Se trata de un conjunto tan bello como turbador. La belleza de la herida no deja de sorprender. El mismo Johnny, tan curtido en las idas y vueltas al infierno, aún es capaz de admiración por ese sonido que le asignó Rubin.

De esta manera el propio Cash ha plasmado su necrología, quizá para aliviar el dolor. Todas esas imágenes reunidas vienen del camino ¿de dónde si no? Y todas tienen características en común. Todas están impresas en blanco y negro, mejor dicho en diferentes tonos de gris, como ya poco se estila, y por lo tanto todas están desprovistas de color.

Son documentos hermanos para testimoniar los vuelcos y revuelcos de un cantante country que siempre supo transformarse para continuar. Y lo hace hasta con su propio fin.

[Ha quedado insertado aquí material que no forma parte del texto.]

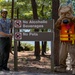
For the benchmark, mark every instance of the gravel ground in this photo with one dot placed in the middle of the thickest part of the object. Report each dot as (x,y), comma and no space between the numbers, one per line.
(27,62)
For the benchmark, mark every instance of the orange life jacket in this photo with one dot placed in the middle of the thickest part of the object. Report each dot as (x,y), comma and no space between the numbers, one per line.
(67,33)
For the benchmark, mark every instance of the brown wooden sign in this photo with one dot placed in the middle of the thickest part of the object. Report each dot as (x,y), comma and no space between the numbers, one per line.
(33,36)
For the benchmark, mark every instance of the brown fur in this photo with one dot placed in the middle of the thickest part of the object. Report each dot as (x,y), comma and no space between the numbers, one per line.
(64,12)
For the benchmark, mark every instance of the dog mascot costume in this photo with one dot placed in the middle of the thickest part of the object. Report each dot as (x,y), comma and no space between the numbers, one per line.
(66,26)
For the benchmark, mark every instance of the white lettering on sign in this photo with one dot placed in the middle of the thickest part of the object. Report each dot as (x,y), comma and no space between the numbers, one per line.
(24,21)
(25,34)
(33,26)
(38,21)
(33,34)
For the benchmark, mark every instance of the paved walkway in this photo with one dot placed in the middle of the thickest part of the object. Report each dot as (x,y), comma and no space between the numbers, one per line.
(26,73)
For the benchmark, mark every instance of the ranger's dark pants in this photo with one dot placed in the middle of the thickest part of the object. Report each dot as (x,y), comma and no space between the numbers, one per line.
(4,51)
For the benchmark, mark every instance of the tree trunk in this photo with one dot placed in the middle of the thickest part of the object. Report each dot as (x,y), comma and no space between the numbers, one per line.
(55,5)
(35,16)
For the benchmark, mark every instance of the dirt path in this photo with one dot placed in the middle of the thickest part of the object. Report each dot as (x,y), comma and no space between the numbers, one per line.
(27,62)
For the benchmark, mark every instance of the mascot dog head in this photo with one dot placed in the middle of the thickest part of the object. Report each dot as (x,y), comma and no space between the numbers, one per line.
(65,15)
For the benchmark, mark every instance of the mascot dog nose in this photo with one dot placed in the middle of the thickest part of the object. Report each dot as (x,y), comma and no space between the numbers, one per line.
(65,21)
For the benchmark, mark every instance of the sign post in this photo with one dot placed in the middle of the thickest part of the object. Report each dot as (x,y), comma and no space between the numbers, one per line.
(33,36)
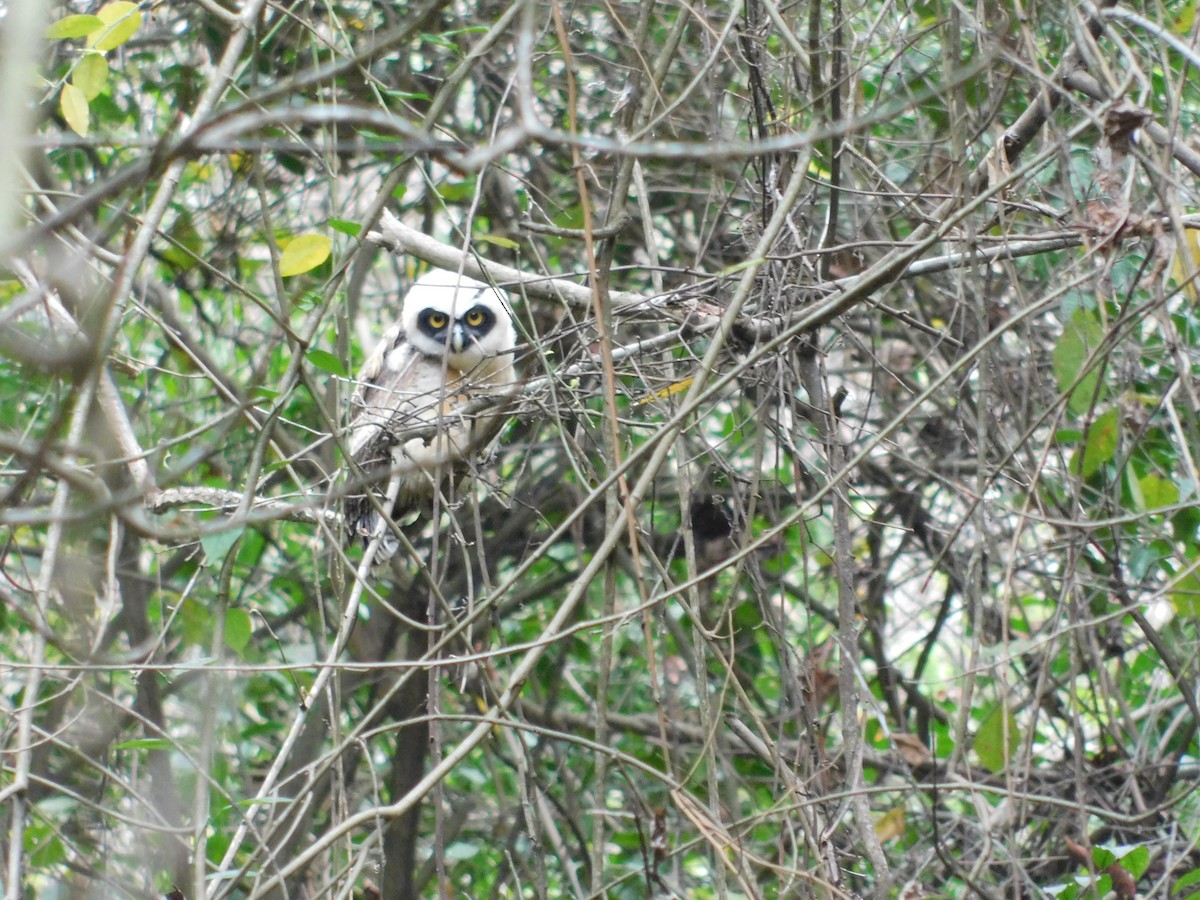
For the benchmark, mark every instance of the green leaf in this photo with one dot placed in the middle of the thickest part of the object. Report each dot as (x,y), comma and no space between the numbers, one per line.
(1102,443)
(73,27)
(1135,861)
(144,744)
(238,629)
(90,75)
(997,738)
(121,21)
(1083,334)
(1157,492)
(346,227)
(73,106)
(456,191)
(304,253)
(217,546)
(327,361)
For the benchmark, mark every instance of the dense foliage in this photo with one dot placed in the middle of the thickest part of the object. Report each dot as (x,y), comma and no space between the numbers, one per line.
(844,538)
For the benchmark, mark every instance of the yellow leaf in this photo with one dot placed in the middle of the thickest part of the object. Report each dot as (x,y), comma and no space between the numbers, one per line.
(90,75)
(304,252)
(121,21)
(669,391)
(73,27)
(75,109)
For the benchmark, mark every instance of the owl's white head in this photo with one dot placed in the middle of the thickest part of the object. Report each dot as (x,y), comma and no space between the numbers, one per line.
(462,319)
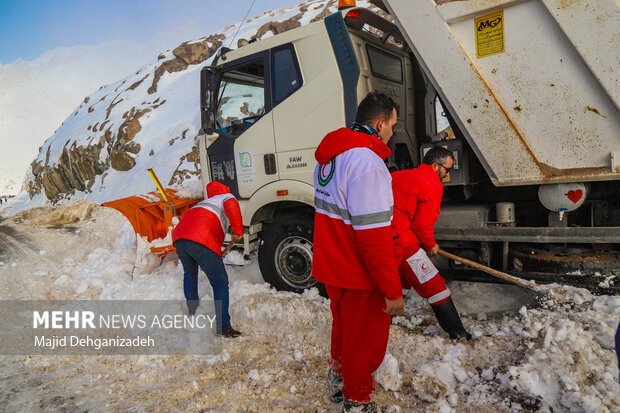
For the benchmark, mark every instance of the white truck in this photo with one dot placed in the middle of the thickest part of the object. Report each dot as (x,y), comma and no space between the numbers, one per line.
(531,92)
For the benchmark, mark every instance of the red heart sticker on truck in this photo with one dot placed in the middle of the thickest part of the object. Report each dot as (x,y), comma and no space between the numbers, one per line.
(575,196)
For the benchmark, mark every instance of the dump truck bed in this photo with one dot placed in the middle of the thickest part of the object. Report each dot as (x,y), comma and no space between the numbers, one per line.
(533,85)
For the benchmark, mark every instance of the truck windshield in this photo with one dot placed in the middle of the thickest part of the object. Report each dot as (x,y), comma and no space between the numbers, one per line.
(241,97)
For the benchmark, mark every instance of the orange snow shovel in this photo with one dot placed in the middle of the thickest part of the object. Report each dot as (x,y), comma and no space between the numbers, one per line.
(151,215)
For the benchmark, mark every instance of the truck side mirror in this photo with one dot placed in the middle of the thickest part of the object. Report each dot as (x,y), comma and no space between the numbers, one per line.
(207,102)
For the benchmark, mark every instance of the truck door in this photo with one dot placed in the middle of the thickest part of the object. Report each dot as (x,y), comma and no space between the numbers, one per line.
(243,157)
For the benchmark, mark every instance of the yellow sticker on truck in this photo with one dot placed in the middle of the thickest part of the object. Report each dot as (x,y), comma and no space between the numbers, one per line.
(490,34)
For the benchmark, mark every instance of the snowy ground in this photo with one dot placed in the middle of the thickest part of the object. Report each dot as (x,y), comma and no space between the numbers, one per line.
(530,354)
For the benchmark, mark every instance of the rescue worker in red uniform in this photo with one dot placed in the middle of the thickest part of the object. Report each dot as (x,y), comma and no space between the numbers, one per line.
(198,239)
(417,203)
(353,254)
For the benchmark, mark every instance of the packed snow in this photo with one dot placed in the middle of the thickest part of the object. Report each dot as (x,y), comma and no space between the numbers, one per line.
(169,122)
(530,352)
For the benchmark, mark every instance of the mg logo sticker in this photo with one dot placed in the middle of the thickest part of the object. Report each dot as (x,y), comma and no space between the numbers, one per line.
(245,159)
(326,172)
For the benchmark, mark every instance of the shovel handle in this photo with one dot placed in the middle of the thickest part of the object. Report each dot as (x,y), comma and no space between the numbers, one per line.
(495,273)
(228,247)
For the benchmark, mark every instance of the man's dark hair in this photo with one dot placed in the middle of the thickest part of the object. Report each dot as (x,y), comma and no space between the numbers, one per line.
(374,106)
(437,154)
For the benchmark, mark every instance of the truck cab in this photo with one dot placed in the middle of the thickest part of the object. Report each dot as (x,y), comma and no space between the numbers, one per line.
(267,105)
(513,190)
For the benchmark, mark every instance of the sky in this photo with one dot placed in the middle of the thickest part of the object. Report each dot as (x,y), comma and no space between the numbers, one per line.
(29,28)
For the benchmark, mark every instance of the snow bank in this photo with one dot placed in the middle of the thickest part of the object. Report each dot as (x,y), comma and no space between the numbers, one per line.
(527,355)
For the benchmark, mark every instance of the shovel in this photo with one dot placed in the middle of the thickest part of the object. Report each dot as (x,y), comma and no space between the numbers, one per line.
(512,279)
(228,247)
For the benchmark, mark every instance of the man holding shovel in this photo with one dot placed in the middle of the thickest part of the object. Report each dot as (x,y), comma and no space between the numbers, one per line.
(198,239)
(417,202)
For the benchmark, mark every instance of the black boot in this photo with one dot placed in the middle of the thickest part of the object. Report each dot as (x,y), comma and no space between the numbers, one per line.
(351,407)
(335,387)
(449,319)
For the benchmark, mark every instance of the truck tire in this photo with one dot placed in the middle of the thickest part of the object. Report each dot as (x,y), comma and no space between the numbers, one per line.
(285,253)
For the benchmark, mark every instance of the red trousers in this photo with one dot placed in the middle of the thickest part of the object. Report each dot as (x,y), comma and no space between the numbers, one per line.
(360,331)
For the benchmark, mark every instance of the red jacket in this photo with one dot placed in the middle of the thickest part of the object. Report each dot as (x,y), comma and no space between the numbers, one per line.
(208,221)
(417,203)
(354,204)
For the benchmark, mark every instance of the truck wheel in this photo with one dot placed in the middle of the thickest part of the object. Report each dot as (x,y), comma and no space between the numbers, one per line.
(285,253)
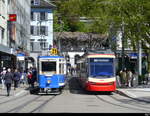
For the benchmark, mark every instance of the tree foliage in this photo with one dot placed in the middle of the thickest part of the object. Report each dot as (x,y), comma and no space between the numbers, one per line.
(134,14)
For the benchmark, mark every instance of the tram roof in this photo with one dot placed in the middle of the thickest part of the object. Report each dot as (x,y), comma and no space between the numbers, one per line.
(50,57)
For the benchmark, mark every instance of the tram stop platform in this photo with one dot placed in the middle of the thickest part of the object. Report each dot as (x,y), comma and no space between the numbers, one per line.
(140,93)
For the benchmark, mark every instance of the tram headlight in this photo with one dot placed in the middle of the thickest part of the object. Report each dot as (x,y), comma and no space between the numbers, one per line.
(111,83)
(48,81)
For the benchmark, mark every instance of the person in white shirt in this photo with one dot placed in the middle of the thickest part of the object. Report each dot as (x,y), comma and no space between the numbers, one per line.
(2,77)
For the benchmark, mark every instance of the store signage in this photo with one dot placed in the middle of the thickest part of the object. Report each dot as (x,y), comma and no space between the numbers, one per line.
(12,17)
(21,58)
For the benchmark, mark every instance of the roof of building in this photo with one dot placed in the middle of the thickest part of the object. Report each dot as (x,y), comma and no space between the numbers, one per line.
(44,4)
(79,36)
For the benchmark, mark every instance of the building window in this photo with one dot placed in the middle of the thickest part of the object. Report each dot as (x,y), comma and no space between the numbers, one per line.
(44,30)
(2,30)
(44,45)
(43,16)
(35,2)
(32,30)
(32,16)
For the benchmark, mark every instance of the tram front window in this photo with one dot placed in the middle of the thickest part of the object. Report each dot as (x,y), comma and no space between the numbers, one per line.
(48,66)
(101,68)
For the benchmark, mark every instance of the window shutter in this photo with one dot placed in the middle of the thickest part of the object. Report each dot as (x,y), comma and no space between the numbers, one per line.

Se percibe en las canciones la espesura que envuelve las dos orillas del río: la de la vida, agridulce, densa y plagada de dudas, y las de la desoladora nada: “Conozco la muerte —dice un personaje de La montaña mágica de Thomas Mann—, salimos de las tinieblas y entramos en las tinieblas”. Cita confirmada por el cantante.

¿Pero, qué es lo maravilloso de todo este cuadro? El hecho de que Cash, bajo las circunstancias en que se encuentra (con la parca rodeándolo por doquier, con 70 maltratados años a cuestas, entre drogas, alcohol y otros excesos; el reciente fallecimiento de su llorada esposa June y enfermo de neumonía con varias recaídas durante las sesiones de grabación), haya percibido claramente los signos de otros músicos que saben quién es quién, pero que —en el imaginario colectivo— tienen poca relación entre sí, para armar su repertorio de canciones de despedida.

Porque eso es lo que quería, un disco de despedida y no uno póstumo. Uno para el que se preparó durante la última década con la serie American.

Cuatro discos que convocaron géneros diferentes al igual que sus características, pero que esencialmente se erigen en la defensa de un conjunto de valores que se saben extintos y marcados en definitiva por la personalidad de su intérprete.

En la cuarta entrega aparecen temas de Paul Simon (“Bridge over Troubled Water”), Sting (“I Hung My Head”), Ewan McColl (First Time Ever I Saw Your Face”), The Beatles (“In My Life”), The Eagles (“Desperado), Hank Williams (I’m So Lonesome I Could Cry”) y sobre todo el sarcasmo de Martin Gore (“Personal Jesus”) tornado en creencia inquebrantable, así como “Hurt” de Trent Reznor y sus razones sobre la autodestrucción.

Metáforas, declaraciones, reafirmaciones, confesiones, luchas con fantasmas y manifiestos hechos por un intérprete transgenérico, como reclaman los nuevos tiempos y los nuevos públicos, ante la resignación del último aliento.

Los enigmas del arte, en la frontera de la vida, asomaron las orejas e hicieron a Johnny más sabio por diablo que por viejo.

A los demás nos queda escuchar de qué manera alguien como él, que permeó su género por medio siglo a base de baladas mórbidas y marginales, hace mutis del foro volviéndose a transformar.

Y esa transformación se escucha de forma tan impactante (vía la producción tecnológica) y conmovedora (vía la lírica rockera), con las palabras de otros hechas suyas, acercadas a su terreno, y con una voz en primer plano llena de la autoridad y verosimilitudes, que permite oír y saberla muy real y humana. Así cantó para despedise el Hombre de Negro.